Key Takeaways: Types of Data and the Language of Statistics
One-Sentence Summary
Every variable is either categorical (labels and groups) or numerical (measurable quantities), and correctly classifying your variables before analysis is the single most important step you can take to avoid meaningless results.
Core Concepts at a Glance
Concept
Definition
Why It Matters
Observational unit
The individual entity each row of data describes
Defines what your dataset is "about"; must be identified first
Variable
A characteristic that varies across observational units
Each column captures one measurable or classifiable property
Categorical variable
Values are labels or group names
Use frequency counts, bar charts, mode — NOT averages
Numerical variable
Values are measurable quantities
Use averages, histograms, standard deviation — full arithmetic
Data dictionary
Documentation describing every variable in a dataset
Step 1: Does the variable record a category/label, or a quantity?
- Category → Categorical
- Quantity → Numerical
Step 2 (Categorical): Do the categories have a natural order?
- No → Nominal
- Yes → Ordinal
Step 2 (Numerical): Is the variable counted (whole numbers only) or measured (any value)?
- Counted → Discrete
- Measured → Continuous
The Numbers Trap
Not all numbers are numerical variables. If arithmetic (averaging, subtracting) produces a meaningless result, the variable is categorical — regardless of whether the values are digits.

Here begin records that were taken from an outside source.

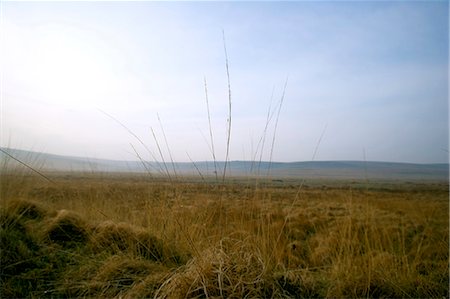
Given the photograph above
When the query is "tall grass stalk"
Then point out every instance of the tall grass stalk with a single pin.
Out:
(229, 108)
(213, 152)
(276, 126)
(167, 146)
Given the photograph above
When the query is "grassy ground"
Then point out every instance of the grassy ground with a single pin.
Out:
(130, 236)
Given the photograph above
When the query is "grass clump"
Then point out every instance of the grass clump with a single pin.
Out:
(129, 237)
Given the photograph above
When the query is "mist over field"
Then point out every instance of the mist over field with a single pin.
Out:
(159, 149)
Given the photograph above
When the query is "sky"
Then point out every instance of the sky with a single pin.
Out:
(339, 80)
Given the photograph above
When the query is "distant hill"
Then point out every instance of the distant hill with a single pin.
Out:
(310, 169)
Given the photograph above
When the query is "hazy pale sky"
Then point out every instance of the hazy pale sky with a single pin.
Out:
(372, 77)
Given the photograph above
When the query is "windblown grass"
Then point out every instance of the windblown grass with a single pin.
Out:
(128, 236)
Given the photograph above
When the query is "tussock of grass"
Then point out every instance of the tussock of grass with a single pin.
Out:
(131, 238)
(67, 229)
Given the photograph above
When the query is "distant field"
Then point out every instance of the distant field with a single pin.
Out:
(135, 236)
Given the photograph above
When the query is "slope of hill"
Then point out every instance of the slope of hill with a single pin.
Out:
(311, 169)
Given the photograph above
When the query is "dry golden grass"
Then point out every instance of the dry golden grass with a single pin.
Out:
(129, 236)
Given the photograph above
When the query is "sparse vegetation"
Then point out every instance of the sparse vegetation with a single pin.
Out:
(135, 237)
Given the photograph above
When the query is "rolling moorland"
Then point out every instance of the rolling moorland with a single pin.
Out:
(309, 229)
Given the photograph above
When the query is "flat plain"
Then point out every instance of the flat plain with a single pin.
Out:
(135, 236)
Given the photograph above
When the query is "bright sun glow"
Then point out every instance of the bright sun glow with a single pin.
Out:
(71, 70)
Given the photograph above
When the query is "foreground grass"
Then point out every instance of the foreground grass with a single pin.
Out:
(129, 236)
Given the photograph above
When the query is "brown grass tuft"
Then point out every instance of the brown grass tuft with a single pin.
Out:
(67, 229)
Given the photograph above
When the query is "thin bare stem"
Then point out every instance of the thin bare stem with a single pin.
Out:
(210, 131)
(297, 195)
(142, 160)
(161, 155)
(195, 165)
(229, 108)
(27, 166)
(167, 146)
(132, 134)
(276, 126)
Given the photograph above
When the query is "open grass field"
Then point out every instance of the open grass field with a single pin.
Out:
(130, 236)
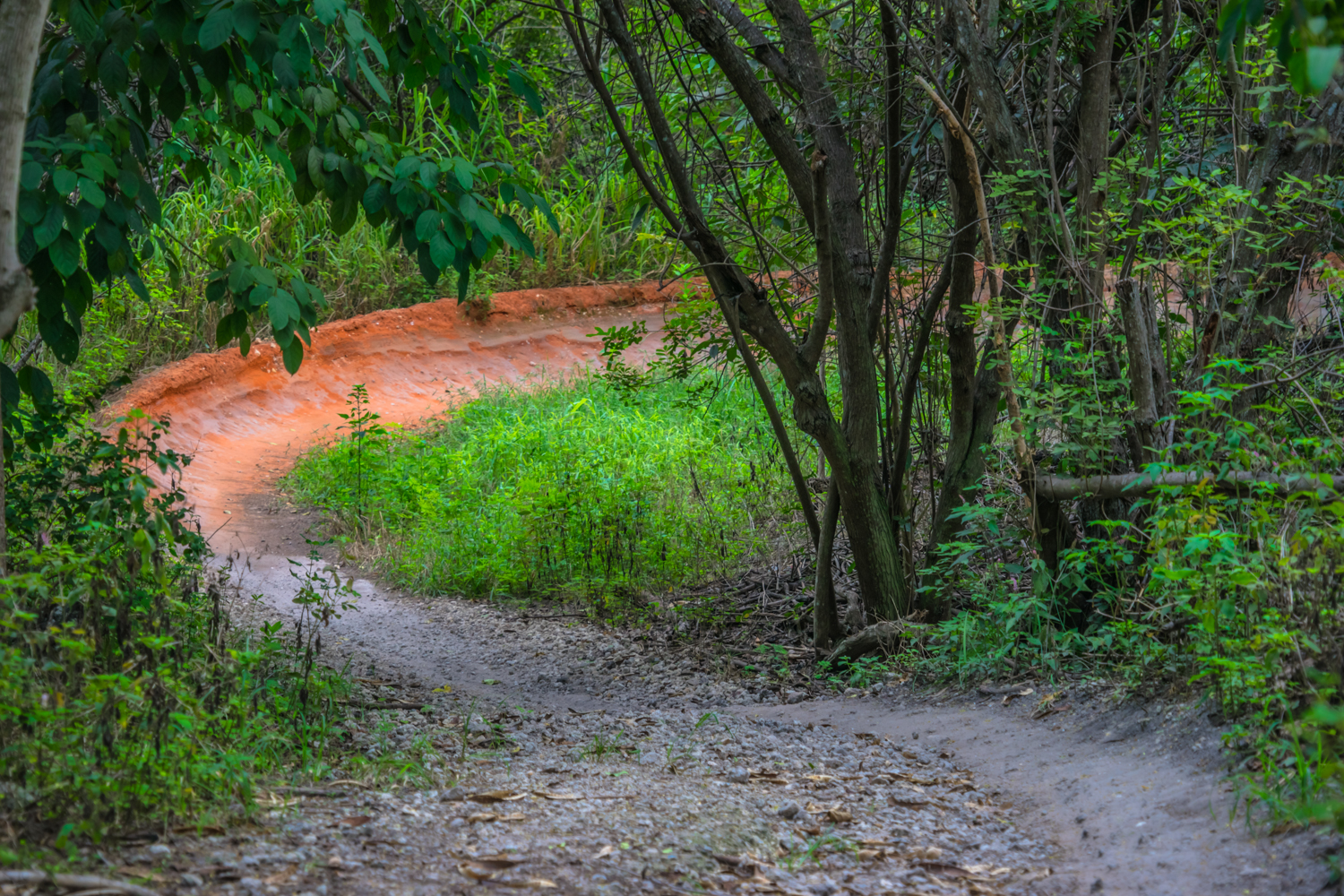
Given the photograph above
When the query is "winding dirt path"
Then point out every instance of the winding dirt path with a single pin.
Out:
(1115, 799)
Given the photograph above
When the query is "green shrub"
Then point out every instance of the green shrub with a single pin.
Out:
(123, 691)
(577, 487)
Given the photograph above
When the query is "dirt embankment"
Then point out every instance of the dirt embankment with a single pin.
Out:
(245, 419)
(1123, 799)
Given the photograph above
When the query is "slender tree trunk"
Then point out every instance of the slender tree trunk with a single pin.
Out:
(973, 387)
(21, 35)
(825, 618)
(1093, 147)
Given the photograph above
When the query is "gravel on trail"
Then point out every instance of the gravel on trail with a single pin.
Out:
(609, 762)
(599, 761)
(615, 799)
(594, 763)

Looks numerical, but ISN'T
Why
Zip codes (90210)
"Average zip code" is meaningless
Phone numbers
Can't add two phone numbers
Social Security numbers
Labels, not quantities
Jersey numbers
Player #24 isn't "twice" player #12
Coded responses (1 = Yes, 2 = No)
Codes are labels in disguise
Levels of Measurement Hierarchy
Ratio → ratios meaningful (height, income)
Interval → differences meaningful (temperature °F, calendar year)
Ordinal → order meaningful (pain scale, rankings)
Nominal → equality only (blood type, zip code)
Each level up unlocks more valid operations. You can always treat higher-level data as lower-level (ratio as ordinal), but never lower as higher (nominal as ratio).